Assembly language array multiplication bug using bit shift

Question

I have a bug in one of my loops and I can't fix it. It is part of my HW assignment for school. I have an array, with 20 elements, and I need to multiply every element by 2, using bit shift. It kind of works, but every time I have a carry, it is adding 2 to the previous element in the array, instead of one. I can't propagate the carry through the array properly. This is my first semester with assembly, so I appreciate your help. Also, please keep it simple if you can. Thank you.

This is what I want: 0000000009 ==> 0000000018 0000000099 ==> 0000000198

This is what I am getting. 0000000009 ==> 0000000028 0000000099 ==> 00000002108

Here is the code.

ARR1	DB 20 DUP (0)

MULTIPLYING PROC
	MOV AX, 0
	MOV CX, 19
	.WHILE CX != 0
				MOV DI, CX
				MOV AL, [DIGIT_ARR1+DI]
				;MOV BL, 2
				;MUL BL
				SHL AX, 1 
				.IF AX > 9		; IF THE NEW DIGIT IS LARGER THAN 9
					SUB AX, 10
					MOV AH, 0 
					MOV [DIGIT_ARR1+DI], AL 
					DEC DI
					ADD [DIGIT_ARR1+DI], 1
				.ELSEIF
					MOV [DIGIT_ARR1+DI], AL	; IF IT IS LESS THAN 9, THEN JUST INSERT IT BACK INTO THE ARRAY
				.ENDIF
		DEC CX
	.ENDW	
	RET
MULTIPLYING ENDP

Answer 1

So it turned that Phil was correct. I was rewriting my own data. The trick was to read the value, do the multiplication using bit shift, add the carry (if any) and only then write back to the array. This way I can multiply each element, by two and not corrupt my data.
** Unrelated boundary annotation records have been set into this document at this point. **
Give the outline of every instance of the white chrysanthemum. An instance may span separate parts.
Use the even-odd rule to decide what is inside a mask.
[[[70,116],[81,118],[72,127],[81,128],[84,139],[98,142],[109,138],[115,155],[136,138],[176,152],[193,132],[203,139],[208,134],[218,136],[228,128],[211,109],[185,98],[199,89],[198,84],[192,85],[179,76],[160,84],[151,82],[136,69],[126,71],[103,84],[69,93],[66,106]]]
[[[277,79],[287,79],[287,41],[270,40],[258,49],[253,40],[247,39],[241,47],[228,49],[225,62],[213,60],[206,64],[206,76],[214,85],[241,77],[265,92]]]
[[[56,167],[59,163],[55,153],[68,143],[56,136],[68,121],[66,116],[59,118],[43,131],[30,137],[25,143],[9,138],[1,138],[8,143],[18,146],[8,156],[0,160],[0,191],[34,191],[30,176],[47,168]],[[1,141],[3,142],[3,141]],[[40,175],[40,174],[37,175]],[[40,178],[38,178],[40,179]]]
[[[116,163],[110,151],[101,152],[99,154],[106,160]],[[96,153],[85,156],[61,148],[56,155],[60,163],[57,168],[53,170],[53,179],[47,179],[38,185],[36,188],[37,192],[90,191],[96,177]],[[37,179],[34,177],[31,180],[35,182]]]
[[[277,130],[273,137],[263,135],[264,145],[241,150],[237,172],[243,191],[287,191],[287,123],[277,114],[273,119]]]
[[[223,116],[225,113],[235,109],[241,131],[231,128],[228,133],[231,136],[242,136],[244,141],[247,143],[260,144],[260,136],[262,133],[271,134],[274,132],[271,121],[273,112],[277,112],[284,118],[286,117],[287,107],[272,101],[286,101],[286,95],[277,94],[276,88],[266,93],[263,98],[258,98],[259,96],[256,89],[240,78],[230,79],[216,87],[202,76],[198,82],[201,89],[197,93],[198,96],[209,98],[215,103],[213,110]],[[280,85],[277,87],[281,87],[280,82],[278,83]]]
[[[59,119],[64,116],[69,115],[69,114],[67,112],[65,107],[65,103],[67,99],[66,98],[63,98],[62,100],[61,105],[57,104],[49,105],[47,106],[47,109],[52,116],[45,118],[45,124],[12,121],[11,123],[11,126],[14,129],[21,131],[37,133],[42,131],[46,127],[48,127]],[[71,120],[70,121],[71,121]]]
NOTE FOR BEGINNERS LIKE ME: bit shift will only multiply by two, so if you need to multiply by something else, use mul or imul. Also, bit shift to the right will divide by two. The loop below will multiply BCD in array by two. Division works the same way, only make sure you process the array the other way and add 10 to each next digit when you have a carry. You will also have to make sure you don't add the carry once you reach the end of the array. Assembly language doesn't check if you are out of bounds of the array.

MULTIPLYING PROC
	PUSH CX 
	PUSH AX
	MOV CARRY, 0                ; START WITH EMPTY CARRY FLAG
	MOV CX, 19                  ; ARRAY SIZE
	.WHILE CX > 0
		MOV DI, CX              ; GET ELEMENT ADDRESS
		MOV AL, [ARR1+DI]		; READ THE ELEMENT
		SHL AL, 1               ; DOUBLING THE DIGIT
		ADD AL, CARRY           ; ADD THE CARRY FLAG
		MOV CARRY, 0            ; CLEAR THE CARRY FLAG
		.IF AL > 9		        ; IF THE NEW DIGIT IS LARGER THAN 9
			SUB AL, 10
			MOV CARRY, 1 	    ; SET CARRY FLAG
			MOV [ARR1+DI], AL 	; INSERTING THE DOUBLED DIGIT BACK TO THE ARRAY
		.ELSEIF
			MOV [DIGIT_ARR1+DI], AL	   ; IF IT IS LESS THAN 9, INSERT IT BACK INTO THE ARRAY
			MOV CARRY, 0 
		.ENDIF
		DEC CX
	.ENDW	; END OF MULTIPLICATION PROC
	POP AX
	POP CX
	RET
MULTIPLYING ENDP

Answer 2

I think the problem is that you're writing back to the same array of addresses that you're reading from. When you carry, it is corrupting the calculation.

e.g. From: 99

Positon 19 = 9
9*2 = 18 (set position 19 to 8, increment position 18 to 10)
Position 18 = 10
10*2 = 20 (set position 18 to 10, increment position 17 to 1)
Position 17 = 1
1*2 = 2 (set position 17 to 2)
Result: 2108

But you still need to do more work because even with empty destination addresses you get

Positon 19 = 9
9*2 = 18 (set position 19 to 8, increment position 18 to 1)
Position 18 = 9
9*2 = 18 (set position 18 to 8, increment position 17 to 1)
Position 17 = 1
1*2 = 2 (set position 17 to 2)
Result: 288

You need to add the 8 to the 1 at position 18 so you get 9. And you dont do a 3rd multiplication because position 17 is empty in the source address array. I hope this makes sense.

You shouldn't get any digit overflow errors when multiplying by 2 like this, but you may need to handle it when multiplying by larger numbers.